The multipart/form-data content type enables the transfer of multiple files with minimal data overhead and processing complexity. It is not only suitable for transferring files efficiently but can also be used to transmit other conversion parameters if required.

POST https://v2.convertapi.com/convert/docx/to/pdf?secret=XXX
Content-Type: multipart/form-data; boundary=----7MA4YWxkTrZu0gW
Content-Length: 97532565

------7MA4YWxkTrZu0gW
Content-Disposition: form-data; name="StoreFile"

true
------7MA4YWxkTrZu0gW
Content-Disposition: form-data; name="file"; filename="myfile.docx"

<BINARY FILE CONTENT>
------7MA4YWxkTrZu0gW--

This content type enjoys widespread support from HTTP clients and libraries and is commonly used for HTML form submissions. ConvertAPI supports this content type, enabling our clients to conveniently convert their files using simple HTML forms.

File Server

Despite the limitations of JSON for file data transfer, it remains the most popular format for API data exchange, and many platforms only support JSON for integration with other systems. To address this challenge, a compromise solution called the "File server" has been introduced. The File server handles file transfers while leaving JSON conversion requests with standard length property values.

Uploading file to the file server:

POST https://v2.convertapi.com/upload?filename=myfile.docx
Content-Type: application/octet-stream
Content-Length: 1026736

<BINARY FILE CONTENT>

When a file is uploaded to the File server, it returns a unique file ID that can be used as a reference.

HTTP/1.1 200 OK
content-type: application/json
date: Tue, 30 May 2023 09:35:00 GMT

{
  "FileName": "myfile.docx",
  "FileExt": "docx",
  "FileSize": 1026736,
  "FileId": "38491q9qd63pknn7ih0kb19c959n3txq",
  "Url": "https://v2.convertapi.com/d/38491q9qd63pknn7ih0kb19c959n3txq"
}

Using file ID in the conversion request:

POST https://v2.convertapi.com/docx/to/pdf?secret=XXX
Content-Type: application/json
Content-Length: 175

{
    "Parameters": [
        {
            "Name": "File",
            "FileValue": {
                "Id": "38491q9qd63pknn7ih0kb19c959n3txq"
            }
        }
    ]
}

The File server not only accepts files as request payloads but also accepts links to files, downloading and preparing them for conversion. This approach allows clients to avoid large file uploads on their side.

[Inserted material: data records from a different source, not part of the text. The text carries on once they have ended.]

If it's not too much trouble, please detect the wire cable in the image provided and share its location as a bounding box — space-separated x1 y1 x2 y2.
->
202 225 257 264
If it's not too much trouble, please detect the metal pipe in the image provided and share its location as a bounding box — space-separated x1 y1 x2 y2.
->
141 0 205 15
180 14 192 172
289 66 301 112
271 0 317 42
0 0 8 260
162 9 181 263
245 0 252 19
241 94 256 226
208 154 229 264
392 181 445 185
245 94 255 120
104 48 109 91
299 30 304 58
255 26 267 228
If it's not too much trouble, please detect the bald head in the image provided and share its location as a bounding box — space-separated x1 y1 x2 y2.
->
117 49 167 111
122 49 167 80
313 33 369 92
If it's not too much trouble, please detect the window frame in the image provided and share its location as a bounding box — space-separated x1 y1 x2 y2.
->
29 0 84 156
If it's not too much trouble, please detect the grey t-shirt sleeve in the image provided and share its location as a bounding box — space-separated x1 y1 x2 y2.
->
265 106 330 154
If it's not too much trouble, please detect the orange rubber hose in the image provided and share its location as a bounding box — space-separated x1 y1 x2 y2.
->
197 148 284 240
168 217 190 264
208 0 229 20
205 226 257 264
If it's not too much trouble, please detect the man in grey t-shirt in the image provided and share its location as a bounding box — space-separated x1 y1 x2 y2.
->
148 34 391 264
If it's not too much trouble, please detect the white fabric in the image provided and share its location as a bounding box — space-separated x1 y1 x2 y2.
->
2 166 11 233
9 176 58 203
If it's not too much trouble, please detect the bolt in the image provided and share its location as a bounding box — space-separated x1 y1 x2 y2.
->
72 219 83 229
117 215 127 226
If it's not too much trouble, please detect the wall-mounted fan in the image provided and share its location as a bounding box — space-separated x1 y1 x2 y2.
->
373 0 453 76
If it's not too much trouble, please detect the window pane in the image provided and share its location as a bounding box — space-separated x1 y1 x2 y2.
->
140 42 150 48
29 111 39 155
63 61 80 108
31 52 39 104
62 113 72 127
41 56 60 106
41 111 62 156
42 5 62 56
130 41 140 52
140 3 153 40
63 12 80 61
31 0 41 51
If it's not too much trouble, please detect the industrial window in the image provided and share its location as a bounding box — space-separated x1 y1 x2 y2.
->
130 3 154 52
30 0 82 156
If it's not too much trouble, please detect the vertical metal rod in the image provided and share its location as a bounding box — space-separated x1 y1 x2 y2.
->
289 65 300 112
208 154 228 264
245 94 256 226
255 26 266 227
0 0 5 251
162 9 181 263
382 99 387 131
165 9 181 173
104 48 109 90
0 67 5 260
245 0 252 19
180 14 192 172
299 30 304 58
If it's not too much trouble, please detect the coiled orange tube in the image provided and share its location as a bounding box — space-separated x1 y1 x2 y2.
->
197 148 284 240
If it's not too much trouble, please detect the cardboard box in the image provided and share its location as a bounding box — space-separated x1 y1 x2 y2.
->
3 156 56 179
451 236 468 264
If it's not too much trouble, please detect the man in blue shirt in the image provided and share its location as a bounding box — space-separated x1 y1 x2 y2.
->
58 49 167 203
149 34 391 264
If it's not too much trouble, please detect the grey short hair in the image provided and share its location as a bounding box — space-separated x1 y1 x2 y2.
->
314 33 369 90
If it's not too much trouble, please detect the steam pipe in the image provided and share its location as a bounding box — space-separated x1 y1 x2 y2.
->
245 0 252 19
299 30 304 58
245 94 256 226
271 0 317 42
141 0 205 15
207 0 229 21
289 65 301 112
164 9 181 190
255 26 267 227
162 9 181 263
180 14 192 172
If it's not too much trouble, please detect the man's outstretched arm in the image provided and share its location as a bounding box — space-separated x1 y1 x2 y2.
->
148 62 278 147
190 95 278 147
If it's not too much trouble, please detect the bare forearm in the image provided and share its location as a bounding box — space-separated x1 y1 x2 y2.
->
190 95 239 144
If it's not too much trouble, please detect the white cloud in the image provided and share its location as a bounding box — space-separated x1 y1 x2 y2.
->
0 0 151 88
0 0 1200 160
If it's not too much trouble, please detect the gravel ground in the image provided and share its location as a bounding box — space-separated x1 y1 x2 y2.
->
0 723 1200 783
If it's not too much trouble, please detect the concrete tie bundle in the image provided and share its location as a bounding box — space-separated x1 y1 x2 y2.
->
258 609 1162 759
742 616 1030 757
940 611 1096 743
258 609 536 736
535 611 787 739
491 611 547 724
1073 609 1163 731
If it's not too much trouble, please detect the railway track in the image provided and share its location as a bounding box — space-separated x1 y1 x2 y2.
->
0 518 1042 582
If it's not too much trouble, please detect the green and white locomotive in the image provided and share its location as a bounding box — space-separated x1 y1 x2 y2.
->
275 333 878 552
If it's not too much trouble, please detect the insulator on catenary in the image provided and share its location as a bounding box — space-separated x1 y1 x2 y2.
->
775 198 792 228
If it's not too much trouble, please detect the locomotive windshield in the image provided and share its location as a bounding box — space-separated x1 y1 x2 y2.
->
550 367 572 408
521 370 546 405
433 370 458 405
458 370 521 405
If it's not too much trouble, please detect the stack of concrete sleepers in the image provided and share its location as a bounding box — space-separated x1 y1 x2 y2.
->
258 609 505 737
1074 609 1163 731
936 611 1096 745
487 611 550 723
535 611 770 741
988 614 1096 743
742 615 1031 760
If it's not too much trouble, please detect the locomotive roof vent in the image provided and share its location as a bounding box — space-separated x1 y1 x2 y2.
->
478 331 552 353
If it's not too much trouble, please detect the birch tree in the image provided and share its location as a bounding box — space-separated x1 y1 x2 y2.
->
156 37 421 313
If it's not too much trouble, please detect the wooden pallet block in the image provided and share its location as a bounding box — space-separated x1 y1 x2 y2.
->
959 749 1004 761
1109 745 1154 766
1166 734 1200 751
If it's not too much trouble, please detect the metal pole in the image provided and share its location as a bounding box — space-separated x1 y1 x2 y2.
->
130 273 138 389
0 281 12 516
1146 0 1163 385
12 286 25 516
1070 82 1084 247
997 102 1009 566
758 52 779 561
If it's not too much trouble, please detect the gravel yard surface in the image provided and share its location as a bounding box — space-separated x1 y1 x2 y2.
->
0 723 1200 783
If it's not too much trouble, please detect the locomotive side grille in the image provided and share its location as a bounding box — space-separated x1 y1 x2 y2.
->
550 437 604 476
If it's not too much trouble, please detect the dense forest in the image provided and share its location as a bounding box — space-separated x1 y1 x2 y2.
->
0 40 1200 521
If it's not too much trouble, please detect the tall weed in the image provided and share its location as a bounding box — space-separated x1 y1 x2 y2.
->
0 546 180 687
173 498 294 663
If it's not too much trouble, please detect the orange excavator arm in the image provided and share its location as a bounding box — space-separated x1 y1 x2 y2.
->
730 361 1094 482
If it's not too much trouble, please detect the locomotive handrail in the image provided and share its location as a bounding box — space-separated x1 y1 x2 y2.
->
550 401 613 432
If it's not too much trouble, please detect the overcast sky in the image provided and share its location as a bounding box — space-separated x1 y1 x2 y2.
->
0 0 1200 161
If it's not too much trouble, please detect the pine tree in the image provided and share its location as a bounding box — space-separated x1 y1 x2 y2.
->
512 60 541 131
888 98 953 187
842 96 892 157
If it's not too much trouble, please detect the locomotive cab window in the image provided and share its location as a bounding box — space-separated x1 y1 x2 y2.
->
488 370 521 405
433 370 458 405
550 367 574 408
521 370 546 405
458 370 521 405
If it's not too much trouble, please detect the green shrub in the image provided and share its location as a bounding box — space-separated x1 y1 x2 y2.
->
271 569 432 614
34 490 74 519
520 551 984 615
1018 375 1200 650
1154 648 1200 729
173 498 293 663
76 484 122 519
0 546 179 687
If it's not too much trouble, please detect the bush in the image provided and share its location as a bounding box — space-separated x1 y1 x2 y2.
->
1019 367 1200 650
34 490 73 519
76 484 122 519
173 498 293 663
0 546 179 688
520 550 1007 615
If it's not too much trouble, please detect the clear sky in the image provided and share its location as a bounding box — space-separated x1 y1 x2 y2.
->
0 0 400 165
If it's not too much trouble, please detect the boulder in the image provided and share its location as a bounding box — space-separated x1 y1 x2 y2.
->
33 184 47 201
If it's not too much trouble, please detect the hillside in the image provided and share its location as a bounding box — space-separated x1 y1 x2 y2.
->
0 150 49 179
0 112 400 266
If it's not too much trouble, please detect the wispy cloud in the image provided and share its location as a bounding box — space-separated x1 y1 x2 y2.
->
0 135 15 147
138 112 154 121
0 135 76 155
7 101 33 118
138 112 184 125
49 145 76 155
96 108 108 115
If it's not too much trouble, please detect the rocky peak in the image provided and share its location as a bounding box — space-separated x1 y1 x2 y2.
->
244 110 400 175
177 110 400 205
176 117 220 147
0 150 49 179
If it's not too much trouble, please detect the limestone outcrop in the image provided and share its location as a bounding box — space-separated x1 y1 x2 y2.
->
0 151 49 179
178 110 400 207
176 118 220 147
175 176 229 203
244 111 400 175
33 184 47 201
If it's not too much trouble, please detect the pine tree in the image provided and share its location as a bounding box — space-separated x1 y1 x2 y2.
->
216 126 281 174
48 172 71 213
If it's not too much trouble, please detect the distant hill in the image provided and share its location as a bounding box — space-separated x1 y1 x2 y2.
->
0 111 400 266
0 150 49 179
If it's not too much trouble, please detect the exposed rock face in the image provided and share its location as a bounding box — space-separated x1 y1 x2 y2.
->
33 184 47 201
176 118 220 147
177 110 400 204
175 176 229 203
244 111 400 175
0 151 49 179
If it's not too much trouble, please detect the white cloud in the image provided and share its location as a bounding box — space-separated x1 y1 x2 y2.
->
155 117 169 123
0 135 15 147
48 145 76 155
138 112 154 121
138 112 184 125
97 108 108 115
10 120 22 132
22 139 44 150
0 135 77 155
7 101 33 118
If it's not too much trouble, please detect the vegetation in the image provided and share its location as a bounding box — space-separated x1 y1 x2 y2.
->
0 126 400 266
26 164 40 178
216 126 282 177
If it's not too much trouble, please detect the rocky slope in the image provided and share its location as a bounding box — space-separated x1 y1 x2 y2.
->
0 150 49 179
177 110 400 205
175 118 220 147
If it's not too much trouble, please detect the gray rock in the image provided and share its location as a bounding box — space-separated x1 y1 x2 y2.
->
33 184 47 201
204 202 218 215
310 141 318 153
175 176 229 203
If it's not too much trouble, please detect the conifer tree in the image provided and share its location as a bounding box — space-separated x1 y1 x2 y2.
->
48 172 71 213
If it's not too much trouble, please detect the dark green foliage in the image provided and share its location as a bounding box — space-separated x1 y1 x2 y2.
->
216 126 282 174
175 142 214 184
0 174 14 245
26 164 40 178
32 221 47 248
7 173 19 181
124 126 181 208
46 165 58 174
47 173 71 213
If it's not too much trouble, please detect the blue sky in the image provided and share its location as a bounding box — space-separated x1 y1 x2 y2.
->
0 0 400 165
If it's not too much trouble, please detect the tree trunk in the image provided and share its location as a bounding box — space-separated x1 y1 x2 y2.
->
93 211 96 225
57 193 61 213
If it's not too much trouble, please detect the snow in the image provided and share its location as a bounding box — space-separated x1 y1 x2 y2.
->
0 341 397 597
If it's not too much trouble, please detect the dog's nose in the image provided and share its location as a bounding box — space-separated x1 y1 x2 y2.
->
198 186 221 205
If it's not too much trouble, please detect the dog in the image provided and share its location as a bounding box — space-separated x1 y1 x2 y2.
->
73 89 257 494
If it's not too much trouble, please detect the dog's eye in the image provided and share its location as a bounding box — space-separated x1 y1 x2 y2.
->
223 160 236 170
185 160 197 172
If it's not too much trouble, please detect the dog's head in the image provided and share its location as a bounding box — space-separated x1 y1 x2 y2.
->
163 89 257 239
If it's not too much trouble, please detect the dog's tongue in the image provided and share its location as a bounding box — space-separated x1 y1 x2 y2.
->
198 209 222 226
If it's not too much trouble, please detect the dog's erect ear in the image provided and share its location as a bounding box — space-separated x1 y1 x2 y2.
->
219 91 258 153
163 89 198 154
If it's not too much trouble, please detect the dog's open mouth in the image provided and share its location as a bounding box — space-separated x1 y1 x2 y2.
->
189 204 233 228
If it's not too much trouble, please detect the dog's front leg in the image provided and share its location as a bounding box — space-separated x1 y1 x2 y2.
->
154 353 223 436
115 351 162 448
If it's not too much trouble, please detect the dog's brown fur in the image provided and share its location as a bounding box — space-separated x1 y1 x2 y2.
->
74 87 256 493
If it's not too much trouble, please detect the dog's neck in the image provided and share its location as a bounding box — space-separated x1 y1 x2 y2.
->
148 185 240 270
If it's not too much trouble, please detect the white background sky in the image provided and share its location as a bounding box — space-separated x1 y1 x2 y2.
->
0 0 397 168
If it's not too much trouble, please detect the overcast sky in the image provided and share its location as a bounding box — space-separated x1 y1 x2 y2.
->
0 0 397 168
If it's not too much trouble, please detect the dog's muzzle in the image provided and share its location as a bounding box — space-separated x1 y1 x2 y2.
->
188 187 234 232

Once a file is uploaded to the File server, it can be reused multiple times in different conversions without the need for reuploading. Files are stored on the File server for a maximum of three hours, ensuring that files are not retained unnecessarily after they are no longer needed for conversion. Files can be deleted at any time by using the HTTP DELETE method.

Closing Thoughts

When selecting the appropriate content type for communication with our API, consider the following guideline:

  • For one-to-one conversions (one source file to one destination file), the octet-stream content type is the optimal choice. In this case, provide the conversion parameters in the URL.
  • In other scenarios, utilizing JSON in conjunction with the File server is the recommended approach. This design decision was made while developing the ConvertAPI client libraries and our API user web interface.

In any scenario, the main goal should be to minimize the use of base64 encoding as much as possible, considering its performance and bandwidth implications.